Stacy Lewis gets stiff challenge but hangs on to win HSBC Women's Champions.

Lewis entered the final round of the HSBC Women’s Champions tied with Na Yeon Choi. Lewis, the 2012 LPGA Player of the Year, had begun to pull away after a 3-under-par 33 on the front nine that included an eagle at the par-5 seventh and a birdie at No. 9. She bogeyed Nos. 15 and 17 on the back.

The final round was the first time all week that Lewis played the 18th as a two-shot hole. That decision came after watching compatriot Paula Creamer, who eventually finished third, pull driver.

“I saw where Paula Creamer hit her drive past the bunker and I turned to my caddie, and we both at the same time said driver, and I let it rip and that thing got so far down there,” Lewis said.

Lewis reached the green in two then faced a long eagle putt, which she left about 10 feet short of the hole. Choi could have holed a 12-footer for birdie that would have meant a playoff if Lewis didn’t make birdie. Choi, however, missed and so did Lewis, who then tapped in for a par, a final-round 71 and her sixth career victory.

“The last four or five holes, I was pretty nervous. I’m not going to lie,” Lewis said. “That golf course is hard, and it can jump up and get you at any second, and to have to play with two great players on your tail all day, and they played unbelievable, and none of us really we just couldn’t get any putts to fall on the back nine.\

"I don’t know what it was. Edges just seemed a little bit tighter. Paula (Creamer) had a couple on the edge.

“I don’t know, I just played hard and put my head down and tried to make as many putts as I could, and, fortunately I came away with the win.”

Lewis’ caddie Travis Wilson also was recognized this week as the HSBC Women’s Champions Caddie of the Year. Wilson and Lewis have been together since Lewis joined the LPGA Tour in 2009.

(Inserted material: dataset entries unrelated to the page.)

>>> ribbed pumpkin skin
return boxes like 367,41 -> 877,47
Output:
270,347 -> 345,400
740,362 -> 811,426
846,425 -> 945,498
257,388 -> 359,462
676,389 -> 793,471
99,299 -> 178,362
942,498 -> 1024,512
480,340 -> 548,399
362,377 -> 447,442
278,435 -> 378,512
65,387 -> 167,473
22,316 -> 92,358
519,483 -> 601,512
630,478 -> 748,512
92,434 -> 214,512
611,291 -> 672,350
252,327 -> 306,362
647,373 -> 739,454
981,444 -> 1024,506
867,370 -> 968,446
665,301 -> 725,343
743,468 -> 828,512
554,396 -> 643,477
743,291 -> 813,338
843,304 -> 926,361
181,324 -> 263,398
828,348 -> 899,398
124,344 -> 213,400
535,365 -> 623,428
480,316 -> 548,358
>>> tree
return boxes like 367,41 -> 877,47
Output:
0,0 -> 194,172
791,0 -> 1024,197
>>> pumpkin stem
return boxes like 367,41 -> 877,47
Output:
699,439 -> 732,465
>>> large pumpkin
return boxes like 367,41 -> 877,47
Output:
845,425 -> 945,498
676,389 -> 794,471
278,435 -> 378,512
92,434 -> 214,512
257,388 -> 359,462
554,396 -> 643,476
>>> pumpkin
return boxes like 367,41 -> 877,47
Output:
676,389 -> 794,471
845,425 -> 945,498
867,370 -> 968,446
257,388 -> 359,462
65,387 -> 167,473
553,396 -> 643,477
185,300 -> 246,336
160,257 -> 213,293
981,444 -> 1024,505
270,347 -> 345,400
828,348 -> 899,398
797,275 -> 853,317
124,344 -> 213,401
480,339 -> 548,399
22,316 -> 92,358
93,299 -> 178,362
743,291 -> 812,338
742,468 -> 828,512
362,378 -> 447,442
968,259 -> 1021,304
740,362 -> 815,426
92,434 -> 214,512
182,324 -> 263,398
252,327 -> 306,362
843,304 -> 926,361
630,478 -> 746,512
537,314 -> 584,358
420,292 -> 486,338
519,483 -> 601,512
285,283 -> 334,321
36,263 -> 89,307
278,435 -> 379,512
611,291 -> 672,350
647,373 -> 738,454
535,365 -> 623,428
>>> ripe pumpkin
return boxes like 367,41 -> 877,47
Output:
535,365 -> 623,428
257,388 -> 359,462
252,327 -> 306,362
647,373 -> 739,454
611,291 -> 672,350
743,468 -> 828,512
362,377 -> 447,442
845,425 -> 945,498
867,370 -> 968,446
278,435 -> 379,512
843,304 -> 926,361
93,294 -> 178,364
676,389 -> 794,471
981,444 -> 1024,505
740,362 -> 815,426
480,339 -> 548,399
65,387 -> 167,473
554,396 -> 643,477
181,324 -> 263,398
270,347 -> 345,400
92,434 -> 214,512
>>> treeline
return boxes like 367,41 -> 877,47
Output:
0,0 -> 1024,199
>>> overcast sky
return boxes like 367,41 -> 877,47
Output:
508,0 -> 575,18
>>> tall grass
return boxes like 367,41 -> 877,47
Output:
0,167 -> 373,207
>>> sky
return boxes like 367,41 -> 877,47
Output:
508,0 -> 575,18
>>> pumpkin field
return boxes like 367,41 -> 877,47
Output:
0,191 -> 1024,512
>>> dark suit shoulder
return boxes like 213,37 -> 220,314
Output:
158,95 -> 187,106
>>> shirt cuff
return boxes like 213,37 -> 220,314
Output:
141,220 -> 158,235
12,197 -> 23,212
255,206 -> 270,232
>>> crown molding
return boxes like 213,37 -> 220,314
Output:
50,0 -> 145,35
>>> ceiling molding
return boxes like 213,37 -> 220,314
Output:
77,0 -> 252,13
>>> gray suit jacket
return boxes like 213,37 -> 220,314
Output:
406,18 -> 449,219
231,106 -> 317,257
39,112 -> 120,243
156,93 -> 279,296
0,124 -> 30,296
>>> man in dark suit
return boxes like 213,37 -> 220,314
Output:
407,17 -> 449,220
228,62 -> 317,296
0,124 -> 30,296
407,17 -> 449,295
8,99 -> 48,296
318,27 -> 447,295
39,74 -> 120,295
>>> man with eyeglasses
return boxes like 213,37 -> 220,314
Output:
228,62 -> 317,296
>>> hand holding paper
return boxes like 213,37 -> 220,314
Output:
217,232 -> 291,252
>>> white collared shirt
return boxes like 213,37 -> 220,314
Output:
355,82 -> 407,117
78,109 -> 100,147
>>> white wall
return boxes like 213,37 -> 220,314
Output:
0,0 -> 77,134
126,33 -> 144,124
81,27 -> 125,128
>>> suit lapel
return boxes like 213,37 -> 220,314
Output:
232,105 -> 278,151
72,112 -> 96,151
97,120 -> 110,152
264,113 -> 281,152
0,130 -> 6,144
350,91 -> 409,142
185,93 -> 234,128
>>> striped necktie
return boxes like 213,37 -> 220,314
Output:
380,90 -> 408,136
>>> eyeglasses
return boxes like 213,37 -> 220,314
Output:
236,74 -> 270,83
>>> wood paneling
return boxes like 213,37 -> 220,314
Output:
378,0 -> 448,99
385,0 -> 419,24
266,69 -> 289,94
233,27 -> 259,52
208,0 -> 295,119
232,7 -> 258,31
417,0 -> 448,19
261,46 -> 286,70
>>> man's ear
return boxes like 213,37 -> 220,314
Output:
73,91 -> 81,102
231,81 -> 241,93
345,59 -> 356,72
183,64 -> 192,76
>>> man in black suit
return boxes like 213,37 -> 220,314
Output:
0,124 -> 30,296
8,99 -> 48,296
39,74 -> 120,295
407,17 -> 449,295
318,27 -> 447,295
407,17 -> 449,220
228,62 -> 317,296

“He helped me a lot today, and he’s worked hard at it,” Lewis said. “You know, I’m just glad that he got recognized by the rest of the players and the caddies. To be recognized by your peers I think is pretty special.”

2. Quick recovery

Creamer’s third-place finish is especially impressive considering she wasn’t even sure she would play until Thursday morning. Creamer was one of three players involved in a car accident Feb. 24 in Thailand, after the LPGA event there. Ai Miyazato withdrew from the HSBC, and Suzann Pettersen finished tied for 32nd.

Since the accident, Creamer has been dealing with a sore neck and right shoulder. She plans to return to her home in Orlando, Fla., before the RR Donnelley LPGA Founders Cup, the next event on the LPGA tour schedule and the first on US soil.

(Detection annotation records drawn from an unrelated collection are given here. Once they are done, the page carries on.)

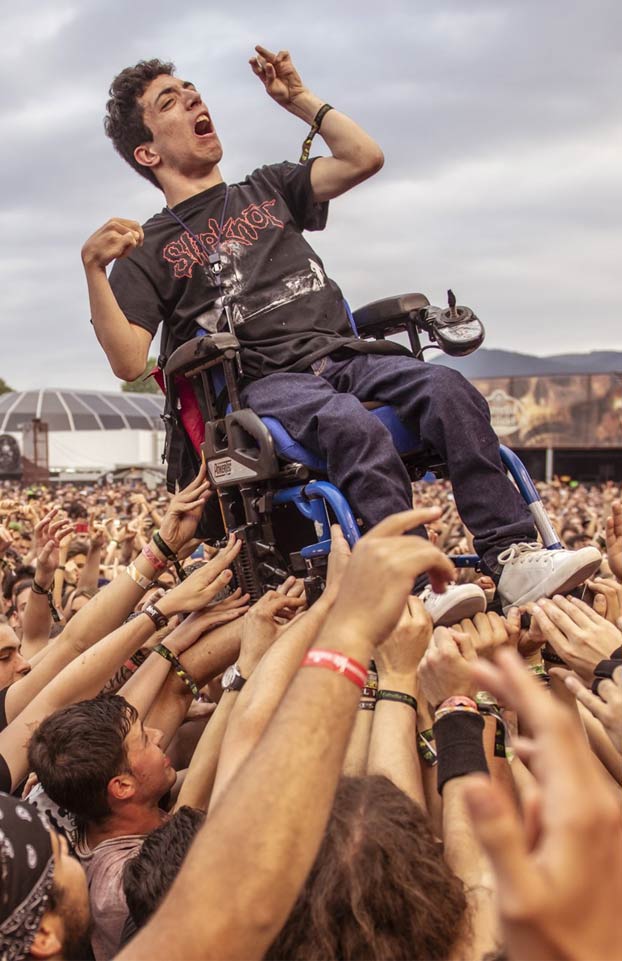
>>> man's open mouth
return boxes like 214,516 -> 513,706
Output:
194,113 -> 214,137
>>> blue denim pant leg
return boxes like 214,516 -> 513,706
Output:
241,370 -> 420,529
322,354 -> 536,571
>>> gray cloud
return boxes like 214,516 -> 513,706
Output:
0,0 -> 622,388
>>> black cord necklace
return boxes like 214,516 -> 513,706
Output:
164,185 -> 229,287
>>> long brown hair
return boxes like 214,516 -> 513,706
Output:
266,777 -> 467,961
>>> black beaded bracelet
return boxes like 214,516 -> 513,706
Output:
540,644 -> 568,667
31,577 -> 50,597
141,604 -> 168,631
298,103 -> 333,163
154,644 -> 201,701
153,531 -> 177,561
376,690 -> 417,713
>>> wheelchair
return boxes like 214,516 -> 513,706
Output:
163,291 -> 561,603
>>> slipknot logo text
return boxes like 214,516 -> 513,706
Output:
162,199 -> 285,278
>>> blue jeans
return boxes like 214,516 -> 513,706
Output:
242,351 -> 536,571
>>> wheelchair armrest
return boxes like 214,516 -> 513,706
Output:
352,294 -> 430,337
164,332 -> 240,377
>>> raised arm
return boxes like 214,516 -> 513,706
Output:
82,217 -> 152,380
367,597 -> 432,809
118,511 -> 451,961
5,466 -> 209,721
250,46 -> 384,201
0,559 -> 232,785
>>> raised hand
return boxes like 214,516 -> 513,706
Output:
605,501 -> 622,582
166,592 -> 254,657
82,217 -> 145,270
585,577 -> 622,624
533,596 -> 622,682
33,504 -> 60,557
35,512 -> 74,588
564,662 -> 622,754
160,461 -> 212,554
331,507 -> 455,647
0,524 -> 13,557
238,591 -> 306,678
374,597 -> 432,693
324,524 -> 352,602
454,607 -> 520,658
158,534 -> 242,617
417,627 -> 477,708
464,649 -> 622,961
248,45 -> 306,107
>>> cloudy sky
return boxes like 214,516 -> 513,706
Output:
0,0 -> 622,389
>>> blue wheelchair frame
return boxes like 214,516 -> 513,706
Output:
165,294 -> 561,598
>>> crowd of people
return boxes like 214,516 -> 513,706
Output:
0,469 -> 622,961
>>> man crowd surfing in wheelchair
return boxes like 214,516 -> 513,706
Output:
82,46 -> 601,624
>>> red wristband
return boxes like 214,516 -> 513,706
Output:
141,544 -> 167,571
302,647 -> 367,691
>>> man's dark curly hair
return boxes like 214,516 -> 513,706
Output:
104,60 -> 175,190
265,776 -> 468,961
28,695 -> 138,824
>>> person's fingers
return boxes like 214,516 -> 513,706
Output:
434,627 -> 468,657
596,677 -> 622,700
471,647 -> 549,732
364,507 -> 441,540
564,674 -> 607,722
521,789 -> 542,851
506,607 -> 521,643
594,591 -> 608,617
538,594 -> 592,637
531,601 -> 568,650
255,43 -> 276,63
463,775 -> 534,905
276,574 -> 296,594
511,734 -> 536,767
39,541 -> 56,564
452,631 -> 477,661
452,617 -> 479,643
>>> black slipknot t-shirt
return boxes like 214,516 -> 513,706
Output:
110,161 -> 408,380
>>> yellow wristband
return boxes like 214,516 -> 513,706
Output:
125,564 -> 153,591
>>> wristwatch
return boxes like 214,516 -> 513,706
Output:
221,664 -> 246,691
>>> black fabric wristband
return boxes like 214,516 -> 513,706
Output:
540,644 -> 568,667
592,651 -> 622,694
31,577 -> 50,597
140,604 -> 168,631
153,531 -> 177,561
433,711 -> 488,794
376,688 -> 417,712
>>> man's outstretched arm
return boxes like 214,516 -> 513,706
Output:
82,217 -> 153,380
250,46 -> 384,201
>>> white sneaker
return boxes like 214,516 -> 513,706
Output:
497,544 -> 602,614
419,584 -> 486,627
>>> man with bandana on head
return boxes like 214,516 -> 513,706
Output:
0,794 -> 92,961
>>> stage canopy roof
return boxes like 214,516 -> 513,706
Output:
0,387 -> 164,433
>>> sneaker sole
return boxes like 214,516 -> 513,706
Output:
502,560 -> 601,614
434,597 -> 486,627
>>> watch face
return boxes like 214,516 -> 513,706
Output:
222,664 -> 238,689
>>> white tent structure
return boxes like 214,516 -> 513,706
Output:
0,387 -> 164,473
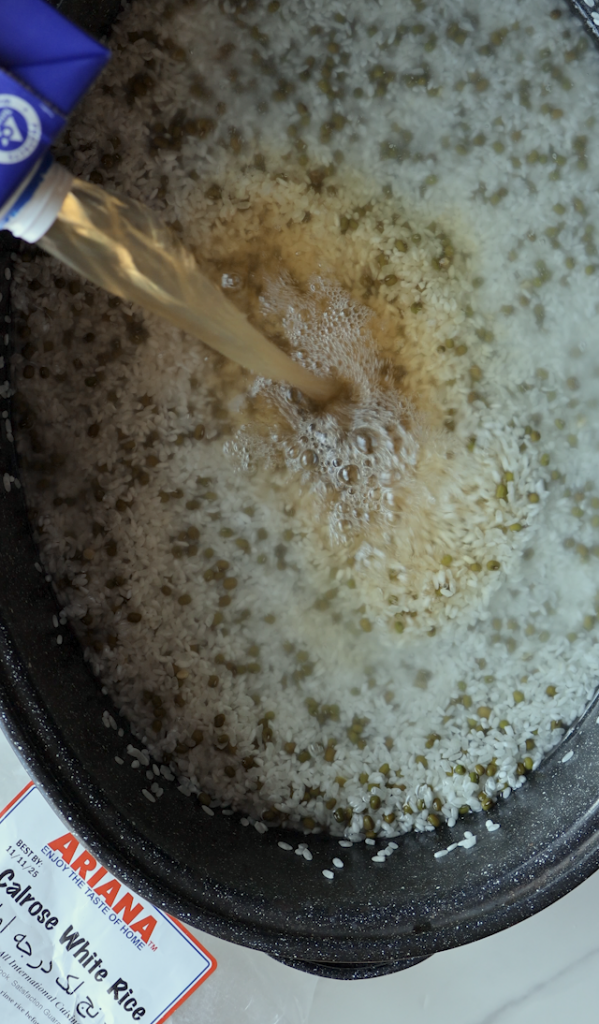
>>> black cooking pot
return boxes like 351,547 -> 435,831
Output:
0,0 -> 599,978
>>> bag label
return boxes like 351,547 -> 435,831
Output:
0,782 -> 216,1024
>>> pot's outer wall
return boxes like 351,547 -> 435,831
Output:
0,0 -> 599,978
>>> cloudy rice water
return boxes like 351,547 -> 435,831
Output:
8,0 -> 599,840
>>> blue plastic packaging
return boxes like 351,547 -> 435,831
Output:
0,0 -> 110,227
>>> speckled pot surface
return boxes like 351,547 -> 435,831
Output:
0,0 -> 599,979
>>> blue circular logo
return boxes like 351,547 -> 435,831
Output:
0,93 -> 42,164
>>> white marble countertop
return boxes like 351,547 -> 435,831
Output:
0,733 -> 599,1024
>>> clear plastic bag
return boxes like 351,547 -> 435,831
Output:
170,929 -> 317,1024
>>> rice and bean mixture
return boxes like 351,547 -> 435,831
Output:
8,0 -> 599,841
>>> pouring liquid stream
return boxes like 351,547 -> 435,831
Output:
39,179 -> 337,402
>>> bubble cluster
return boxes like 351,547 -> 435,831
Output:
227,276 -> 422,543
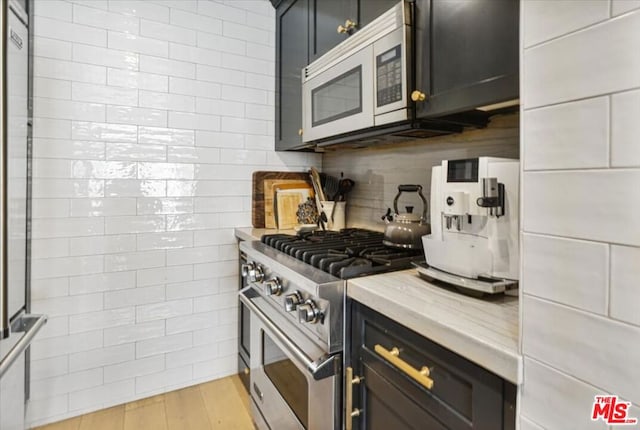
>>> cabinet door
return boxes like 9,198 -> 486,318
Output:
309,0 -> 357,63
358,0 -> 399,28
276,0 -> 309,151
416,0 -> 519,117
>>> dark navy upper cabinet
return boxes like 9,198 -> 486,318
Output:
415,0 -> 520,118
274,0 -> 309,150
309,0 -> 357,63
271,0 -> 399,151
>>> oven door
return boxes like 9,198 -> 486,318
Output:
240,287 -> 341,430
302,45 -> 374,142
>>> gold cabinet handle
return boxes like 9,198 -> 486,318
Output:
344,367 -> 364,430
374,345 -> 433,390
411,90 -> 427,102
338,19 -> 358,34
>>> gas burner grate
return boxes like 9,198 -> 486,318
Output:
262,228 -> 424,279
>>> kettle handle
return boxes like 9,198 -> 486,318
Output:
393,184 -> 429,221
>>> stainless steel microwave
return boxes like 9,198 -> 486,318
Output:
302,0 -> 413,143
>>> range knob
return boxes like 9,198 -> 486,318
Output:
240,262 -> 264,282
264,278 -> 282,296
240,263 -> 254,278
284,291 -> 302,312
298,299 -> 322,324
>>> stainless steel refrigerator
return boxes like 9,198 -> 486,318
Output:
0,0 -> 46,430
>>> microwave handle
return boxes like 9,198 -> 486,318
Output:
239,287 -> 340,381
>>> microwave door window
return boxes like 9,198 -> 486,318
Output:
311,66 -> 362,127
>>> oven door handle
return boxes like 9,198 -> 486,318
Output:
239,290 -> 340,381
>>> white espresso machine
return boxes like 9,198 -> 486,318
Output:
418,157 -> 520,293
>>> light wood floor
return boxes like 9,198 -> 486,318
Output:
34,375 -> 254,430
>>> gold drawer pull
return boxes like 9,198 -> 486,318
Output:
374,345 -> 433,390
345,367 -> 364,430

“Geez, this is much more than what I ever expected, and to have a chance and really have a good chance to win this event, it felt good,” Creamer said of the HSBC Women’s Champions. “It was nice to be in contention and have just a good attitude out there. I think that’s the biggest thing that I take away from this week.”

3. Still knocking on the door

After a triple bogey on the final hole of last week’s Honda LPGA Thailand cost Ariya Jutanugarn her first professional victory, the Thailand native got a second chance in Singapore. Jutanugarn, a 17-year-old playing on the Ladies European Tour this season, played the HSBC on a sponsor exemption this week.

Jutanugarn clung near the top of the leaderboard with opening rounds of 69-66. After closing rounds of 72-71, she finished five shots behind Lewis, in solo fourth.

LEADERBOARD

How did your favorite golfer fare? Visit our LPGA Tour leaderboard.

In only two LPGA Tour starts, Jutanugarn has banked $215,568. Because she is not an LPGA Tour member, she won’t be listed on the LPGA Tour money list.

4. Other youngsters

Two other up-and-coming players whose finishes are worth noting? Jessica Korda and Danielle Kang, who made up the final match at the 2010 US Women’s Amateur. (Kang was the eventual champion there.)

Kang, a rookie in 2012, finished tied for fifth with Korda in Singapore. Both finished at 9-under 279.

It’s only the second top-five finish of Kang’s career, after a tie for third at last year’s Kingsmill Championship. For Korda, a rookie in 2011, it’s the best finish since her first-and-only victory at last year’s ISPS Handa Australian Open.

5. Short shots

• World No. 1 Yani Tseng failed to make up as much ground in the final round this week as she has in the past two LPGA Tour events. Tseng closed in 74 to finish tied for 28th. She shot a final-round 63 last week in Thailand to finish T-3 and final-round 66 in Australia the week before that to finish second.

• Na Yeon Choi also earned a share of second last year at the HSBC Women’s Champions. She finished runner-up to Angela Stanford.